In the 2008 edition, the fist page of Chapter 1 begins...
In the sandboxes of my life, over the years I have spelled out who I am: chemical engineer, physicist, counselor, writer, poet, lover, mystic, and man. But I gradually came to realize that, above all else, I was at heart an investigative reporter, like my brother.1
The footnote reads: "Don Bolles, a famous investigative reporter, who was assassinated in Phoenix, AZ, in June of 1976." Richard Bolles's 1978 book, The Three Boxes of Life and How to Get Out of Them is specifically dedicated to his brother Don.
...go back to a sweltering summer day in 1976 when Don Bolles, a reporter for the Arizona Republican [sic] Newspaper, stepped into his Datsun, put his foot on the peddle and was blown to bits. Parts of the reporter's body were found ten feet from the burning car.
While the error is understandable, the paper is actually called The Arizona Republic. A story they ran 30 years after the reporter's death, Bolles: Cautious man, dedicated journalist, says...
[Bob Early, the Republic’s city editor at the time] said no one wanted to do anything but find out what had happened to Bolles. "It was difficult to keep the staff doing what they were supposed to be doing."
However, while that article does mention the Mafia several times, the depth of the organized crime connection seems to have gone largely unreported in the mainstream press. For the larger story, you might start with a post to the Deep Thought blog, titled Married to the Mob. Among other matters, that post clarifies how Cindy Hensley McCain's daddy got this start in business...
Jim Hensley and his brother Eugene went to work after World War II for Kemper Marley, a wealthy wholesale liquor distributor. Marley, in fact, had once been a bookie, getting his start working for the Transamerica Wire Service, a betting service established by mafiosi [sic] Gus Greenbaum (who was murdered with his wife when their throats were slashed in bed in 1958). Until 1947, liquor was rationed by the government. Apparently Marley did quite well in spite of the restrictions, and in 1948 the reason why became clear. Eugene and Jim Hensley were convicted of falsifying records on behalf of Marley's distributorship, United Liquor (along with fifty other Marley employees) to conceal the illegal distribution of hundreds of cases of liquor. Jim Hensley got a six month suspended sentence.

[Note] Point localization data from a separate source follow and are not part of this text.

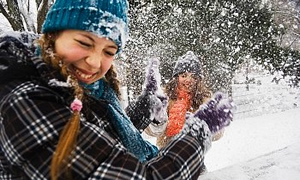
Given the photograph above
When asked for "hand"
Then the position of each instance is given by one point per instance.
(217, 113)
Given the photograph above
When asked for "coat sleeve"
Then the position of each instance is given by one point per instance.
(30, 125)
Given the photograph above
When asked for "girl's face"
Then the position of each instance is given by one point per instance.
(88, 56)
(187, 81)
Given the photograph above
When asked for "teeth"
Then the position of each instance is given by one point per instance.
(82, 75)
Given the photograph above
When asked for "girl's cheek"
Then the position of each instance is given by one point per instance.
(73, 55)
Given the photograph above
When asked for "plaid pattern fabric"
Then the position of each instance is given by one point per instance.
(32, 114)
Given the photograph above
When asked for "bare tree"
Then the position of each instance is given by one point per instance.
(287, 14)
(25, 15)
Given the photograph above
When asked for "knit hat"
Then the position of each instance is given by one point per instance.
(106, 18)
(187, 63)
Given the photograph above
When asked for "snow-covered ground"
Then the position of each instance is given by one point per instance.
(262, 148)
(263, 141)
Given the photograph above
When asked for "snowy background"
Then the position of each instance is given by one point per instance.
(263, 141)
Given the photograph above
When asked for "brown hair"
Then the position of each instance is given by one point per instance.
(68, 136)
(200, 93)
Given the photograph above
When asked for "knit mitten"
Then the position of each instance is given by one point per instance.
(217, 112)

In 1953, Jim Hensley, then the General Manager for United Liquor, was once more charged for doing the same thing again. Marley paid for top notch legal representation though (future Supreme Court Chief Justice William Rehnquist.) Hensley still went to prison, but took the fall when the rest of the company was cleared. According to an article in American Mafia.com, Marley rewarded Hensley for his loyalty to the organization:
When Hensley strolled out of the joint, Marley bought his silence with a lucrative Phoenix-based Budweiser beer distributorship.
For deeper background still, don't miss the link in the above post to an article on the Arizona Project, the nickname for the 30+ member Investigative Reporters and Editors group formed after Bolles was murdered. It includes this...
By the time he testified before the House Select Committee on Crime on May 16,1972, Bolles had been researching Emprise for three years. Asked by a congressman what he had discovered, Bolles answered:"We found there was a continual association with organized crime figures over a 35 year period."